The healthy eating & active lifestyles for diabetes trial

ISRCTN ISRCTN14344948
DOI https://doi.org/10.1186/ISRCTN14344948
IRAS number 326064
Secondary identifying numbers CPMS 61759, IRAS 326064, Grant NIHR151372
Submission date
15/04/2024
Registration date
24/05/2024
Last edited
09/04/2025
Recruitment status
Recruiting
Overall study status
Ongoing
Condition category
Nutritional, Metabolic, Endocrine
Prospectively registered
Protocol
Statistical analysis plan
Results
Individual participant data
Record updated in last year

Plain English Summary

Background and study aims
Type 2 diabetes (T2D) is more common, and develops at a younger age, in people of black African and black Caribbean heritage in the UK than in people from white ethnic backgrounds. Diabetes can have serious health consequences e.g. blindness and kidney failure, which affect people’s quality of life and are costly to the healthcare system. One of the most important ways to avoid diabetes complications is to follow a healthy diet and increase physical activity. This study aims to assess a diet and physical activity education and support programme for people of African and Caribbean heritage who have type 2 diabetes to help them manage their condition and avoid diabetes complications. The programme, called ‘Healthy Eating and Active Lifestyles for Diabetes’ (or ‘HEAL-D’), was created with African and Caribbean people with lived diabetes experience to ensure its content is culturally relevant.

Who can participate?
Adults with T2D of black African or black Caribbean heritage.

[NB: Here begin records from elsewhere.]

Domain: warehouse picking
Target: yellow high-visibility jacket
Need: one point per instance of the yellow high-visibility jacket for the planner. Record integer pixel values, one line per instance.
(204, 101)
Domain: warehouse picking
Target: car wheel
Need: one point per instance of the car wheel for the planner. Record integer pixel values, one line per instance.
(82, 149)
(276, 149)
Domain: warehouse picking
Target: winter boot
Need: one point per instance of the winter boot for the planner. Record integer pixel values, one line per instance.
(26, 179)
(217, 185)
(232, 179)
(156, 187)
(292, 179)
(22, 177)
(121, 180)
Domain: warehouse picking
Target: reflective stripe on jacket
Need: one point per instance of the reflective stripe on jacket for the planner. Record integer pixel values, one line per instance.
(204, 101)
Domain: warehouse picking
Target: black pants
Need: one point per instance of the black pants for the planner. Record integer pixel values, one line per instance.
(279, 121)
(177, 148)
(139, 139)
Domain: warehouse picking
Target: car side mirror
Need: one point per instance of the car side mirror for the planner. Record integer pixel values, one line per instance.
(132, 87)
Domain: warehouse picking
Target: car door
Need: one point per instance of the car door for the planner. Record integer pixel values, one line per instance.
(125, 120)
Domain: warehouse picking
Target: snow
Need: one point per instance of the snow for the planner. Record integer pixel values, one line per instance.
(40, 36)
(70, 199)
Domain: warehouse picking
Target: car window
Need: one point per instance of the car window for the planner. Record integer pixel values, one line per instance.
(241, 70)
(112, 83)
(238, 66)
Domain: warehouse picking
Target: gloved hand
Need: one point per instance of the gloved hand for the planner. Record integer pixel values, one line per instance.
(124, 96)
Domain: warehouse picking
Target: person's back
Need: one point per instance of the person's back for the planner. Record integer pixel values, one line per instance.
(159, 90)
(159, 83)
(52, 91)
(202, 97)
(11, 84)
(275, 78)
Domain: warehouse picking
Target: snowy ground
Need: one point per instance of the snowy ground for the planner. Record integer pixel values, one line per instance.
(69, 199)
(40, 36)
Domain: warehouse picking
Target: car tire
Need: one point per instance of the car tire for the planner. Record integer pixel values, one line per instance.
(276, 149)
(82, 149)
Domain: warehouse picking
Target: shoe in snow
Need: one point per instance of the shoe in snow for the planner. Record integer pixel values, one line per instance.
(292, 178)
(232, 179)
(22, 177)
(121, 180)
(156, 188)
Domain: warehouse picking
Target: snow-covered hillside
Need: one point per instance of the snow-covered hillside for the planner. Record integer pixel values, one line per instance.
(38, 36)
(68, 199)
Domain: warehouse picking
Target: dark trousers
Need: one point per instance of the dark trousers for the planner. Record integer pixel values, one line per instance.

What does the study involve?
Adults of black African and black Caribbean heritage with type 2 diabetes will be recruited from primary care, through referral to existing diabetes education services, or via community engagement activities. A short information video will be sent to potential participants to explain the study in more detail. A total of 300 people will be recruited over a 10-month period. Those who are eligible and consent to participation will be randomly assigned to one of two groups:
• The intervention group, who will receive the HEAL-D programme.
• The control group, who will receive the usual diabetes education course that is provided by the NHS in their local area.
Participants will decide if they want to attend their course face-to-face or using online video calling facilities. The HEAL-D programme includes eight sessions, each of 2 hrs duration, delivered over a 6-month period. The time commitment of the diabetes education programmes for the control group varies depending on the programme, but is typically 6-12 hours. All participants will undergo measurement of HbA1c, blood lipids, blood pressure, weight, waist circumference and body composition, alongside a range of questionnaire measures (e.g. quality of life, diabetes knowledge) at baseline, before attending their education programme, and 6, 12 and 24 months later. The measurements will be used to assess the effectiveness and the value for money of the HEAL-D programme against current diabetes education programmes. The study will also investigate which parts of HEAL-D are helpful by interviewing a group of participants and the people who delivered HEAL-D, meaning participants may also be offered to take part in an interview or workshop.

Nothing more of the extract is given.